The queue is so vast in advance of tUnE-yArDs that you can’t even get near the entrance while Niki & The Dove are playing. Queues are always huge at the Nasa club so timing is of the essence when planning which of the main acts to see around the city. We return after the gig has started which enables us to slip in and thank Christ we do because Merrill Garbus and her odd band have set the room alight. Live, she’s a possessed, warpainted fulcrum on stage, looping her drums and building a frenzy with her eyebrows alone. The double saxophone throughout ‘My Country’ blows the roof off and Merrill breaks her focus to allow a grin or two while the crowd are losing it.

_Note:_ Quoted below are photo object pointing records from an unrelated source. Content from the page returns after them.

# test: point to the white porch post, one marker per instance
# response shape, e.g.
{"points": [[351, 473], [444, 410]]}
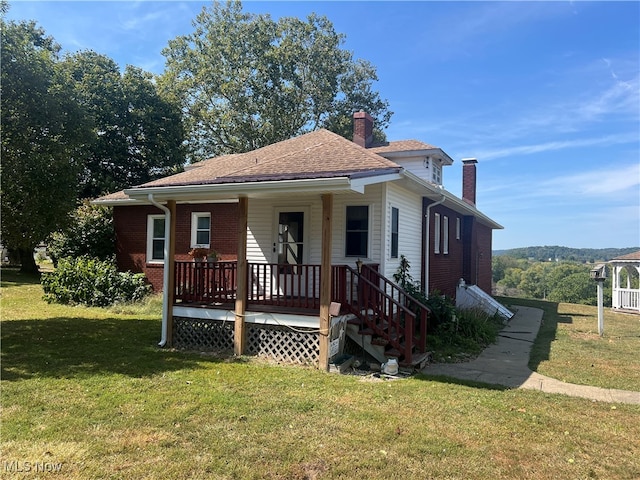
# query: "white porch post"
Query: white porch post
{"points": [[239, 333], [600, 282], [325, 281]]}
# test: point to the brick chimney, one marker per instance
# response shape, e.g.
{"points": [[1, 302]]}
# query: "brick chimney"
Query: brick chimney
{"points": [[469, 180], [362, 129]]}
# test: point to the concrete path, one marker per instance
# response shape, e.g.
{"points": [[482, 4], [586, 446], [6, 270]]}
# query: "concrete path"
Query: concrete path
{"points": [[506, 363]]}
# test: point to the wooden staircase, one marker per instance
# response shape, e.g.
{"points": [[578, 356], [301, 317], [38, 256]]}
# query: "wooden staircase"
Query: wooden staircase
{"points": [[386, 321]]}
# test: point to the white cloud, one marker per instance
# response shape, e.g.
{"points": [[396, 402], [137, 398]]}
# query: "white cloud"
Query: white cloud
{"points": [[614, 180], [615, 139]]}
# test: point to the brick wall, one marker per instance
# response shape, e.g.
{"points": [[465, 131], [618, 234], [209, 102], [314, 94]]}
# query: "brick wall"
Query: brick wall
{"points": [[445, 269], [469, 256], [131, 236]]}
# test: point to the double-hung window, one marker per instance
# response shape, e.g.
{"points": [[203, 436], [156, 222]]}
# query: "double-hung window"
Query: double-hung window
{"points": [[436, 233], [445, 235], [357, 231], [155, 238], [201, 229], [395, 228]]}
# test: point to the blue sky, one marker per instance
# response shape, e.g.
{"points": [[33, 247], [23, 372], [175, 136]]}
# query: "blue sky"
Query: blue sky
{"points": [[546, 95]]}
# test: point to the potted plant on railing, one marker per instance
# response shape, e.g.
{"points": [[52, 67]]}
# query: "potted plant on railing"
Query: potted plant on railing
{"points": [[198, 253], [213, 256]]}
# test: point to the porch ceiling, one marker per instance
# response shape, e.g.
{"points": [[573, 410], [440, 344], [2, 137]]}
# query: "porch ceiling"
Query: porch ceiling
{"points": [[262, 189]]}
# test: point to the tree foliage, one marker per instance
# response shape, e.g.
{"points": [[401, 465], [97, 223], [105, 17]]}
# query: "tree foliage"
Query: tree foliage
{"points": [[137, 135], [245, 81], [90, 233], [555, 281], [42, 134], [557, 253]]}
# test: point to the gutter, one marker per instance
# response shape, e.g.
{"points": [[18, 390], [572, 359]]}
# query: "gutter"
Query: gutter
{"points": [[165, 271], [428, 246]]}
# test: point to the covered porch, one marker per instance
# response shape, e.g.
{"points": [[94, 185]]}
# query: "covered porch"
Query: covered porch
{"points": [[283, 303], [625, 282]]}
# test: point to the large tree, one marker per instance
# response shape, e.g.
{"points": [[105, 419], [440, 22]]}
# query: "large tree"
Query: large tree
{"points": [[137, 135], [42, 133], [245, 81]]}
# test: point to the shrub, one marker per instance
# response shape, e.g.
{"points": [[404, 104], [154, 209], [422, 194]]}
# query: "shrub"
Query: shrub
{"points": [[90, 233], [92, 282], [450, 331]]}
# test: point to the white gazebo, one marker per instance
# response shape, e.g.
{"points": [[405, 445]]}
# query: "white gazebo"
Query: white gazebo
{"points": [[625, 282]]}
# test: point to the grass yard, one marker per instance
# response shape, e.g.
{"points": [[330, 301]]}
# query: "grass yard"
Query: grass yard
{"points": [[87, 394], [569, 348]]}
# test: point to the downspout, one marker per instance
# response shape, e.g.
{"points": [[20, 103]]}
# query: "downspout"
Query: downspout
{"points": [[428, 246], [165, 272]]}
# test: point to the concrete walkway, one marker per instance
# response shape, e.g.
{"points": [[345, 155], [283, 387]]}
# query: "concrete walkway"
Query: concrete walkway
{"points": [[506, 363]]}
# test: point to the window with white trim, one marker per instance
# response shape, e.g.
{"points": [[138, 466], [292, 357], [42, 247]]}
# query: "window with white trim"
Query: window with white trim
{"points": [[357, 231], [395, 229], [437, 173], [436, 233], [155, 239], [201, 229], [445, 235]]}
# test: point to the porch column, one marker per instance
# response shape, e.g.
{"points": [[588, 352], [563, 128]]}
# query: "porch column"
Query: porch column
{"points": [[239, 333], [171, 264], [325, 281]]}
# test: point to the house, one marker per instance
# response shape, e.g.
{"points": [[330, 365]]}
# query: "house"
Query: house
{"points": [[310, 232], [625, 282]]}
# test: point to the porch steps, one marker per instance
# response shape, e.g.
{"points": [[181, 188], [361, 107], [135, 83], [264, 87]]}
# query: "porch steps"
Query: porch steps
{"points": [[376, 347]]}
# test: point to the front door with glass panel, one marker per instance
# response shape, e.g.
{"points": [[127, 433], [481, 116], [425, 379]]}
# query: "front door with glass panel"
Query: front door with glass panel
{"points": [[289, 251]]}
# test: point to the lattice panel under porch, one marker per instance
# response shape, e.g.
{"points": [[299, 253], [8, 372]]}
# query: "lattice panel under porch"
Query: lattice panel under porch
{"points": [[283, 344], [202, 335]]}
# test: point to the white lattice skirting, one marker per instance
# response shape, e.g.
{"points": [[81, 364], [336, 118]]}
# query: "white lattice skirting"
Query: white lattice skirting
{"points": [[276, 342]]}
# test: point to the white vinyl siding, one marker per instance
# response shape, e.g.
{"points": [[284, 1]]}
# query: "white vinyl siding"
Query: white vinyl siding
{"points": [[410, 234], [436, 233]]}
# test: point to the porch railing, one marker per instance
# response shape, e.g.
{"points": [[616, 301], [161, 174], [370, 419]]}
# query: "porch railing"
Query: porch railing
{"points": [[205, 282], [383, 307], [386, 310], [627, 298]]}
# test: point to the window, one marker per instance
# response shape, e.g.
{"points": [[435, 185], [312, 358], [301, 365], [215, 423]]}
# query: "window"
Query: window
{"points": [[357, 234], [200, 229], [437, 173], [436, 233], [395, 215], [445, 235], [155, 238]]}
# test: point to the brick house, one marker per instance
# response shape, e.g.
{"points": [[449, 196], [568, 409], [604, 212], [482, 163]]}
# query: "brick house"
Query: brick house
{"points": [[289, 216]]}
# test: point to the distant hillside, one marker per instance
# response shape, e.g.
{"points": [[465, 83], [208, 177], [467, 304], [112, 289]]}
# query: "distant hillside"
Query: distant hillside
{"points": [[546, 253]]}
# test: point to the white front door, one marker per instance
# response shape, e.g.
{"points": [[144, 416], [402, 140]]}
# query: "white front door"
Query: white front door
{"points": [[289, 250]]}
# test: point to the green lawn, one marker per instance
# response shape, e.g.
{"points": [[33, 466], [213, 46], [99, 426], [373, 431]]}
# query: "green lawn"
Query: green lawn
{"points": [[569, 348], [88, 390]]}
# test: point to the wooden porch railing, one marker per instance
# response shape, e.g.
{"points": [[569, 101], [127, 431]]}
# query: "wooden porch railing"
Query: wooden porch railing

Straight after the high of tUnE yArDs, Suuns are engaging in is some moody drone rock sounds in Gaukur. The tiny, sweaty venue is perfect for the more darker and rockier of the bands and while there’s a very enthusiastic crowd bunched around the touching-distance stage, it’s too much of a shift down in mood from our high.
To cap the night we are back to NASA for Totally Enormous Extinct Dinosaurs. A guy dressed as a Stegosaurus (best guess anyhow) crossed with a Native American Indian amongst other fanciful people and costumes on stage. Though a live gig it it has the feeling of a DJ set with dancing and singing girls. Ideal Friday night fayre, it’s quirky electronic pop with a dress sense to match for a keen-to-dance post- crowd.
Though only just past 2am, Reykjavik is alive and it’s into the breech we go in search of the famous bar Kaffinbarrin which should see us nicely up to 5am.
Some other acts in brief
YLJA – Great harmonies from two ladies and their acoustic guitars. Opening with a Fleet Foxes cover and ending with a Simon & Garfunkel one and a selection of their own in-between, they justly receive warm applause.
MURMANSK – A real disappointment. Vocals are buried in too much reverb from a band touted as being ‘goth’ in the local press. If they are goth then I am the ghost of Leif Ericsson.
SAMARIS – Great set from these three youngsters. Wearing black robes their brand of dark brooding electronica goes down a treat in NASA.
CHEEK MOUNTAIN THIEF – Folk-rock band fronted by Mike Lindsey, a Briton who relocated to Husavik in northern Iceland and recruited local musicians. Another great gig in the youth hostel, Kex.
NIKI AND THE DOVE – Looking like something from a Jane Fonda workout video and sounding a bit like Siouxsie Sioux, this Swedish songstress and her particular blend of electro pop is easy to love.
BLOODGROUP – Synths and general getting on down. Great show helps wrap up the night at a respectable 3.30am, leaving us an hour and a half to get the last beers in.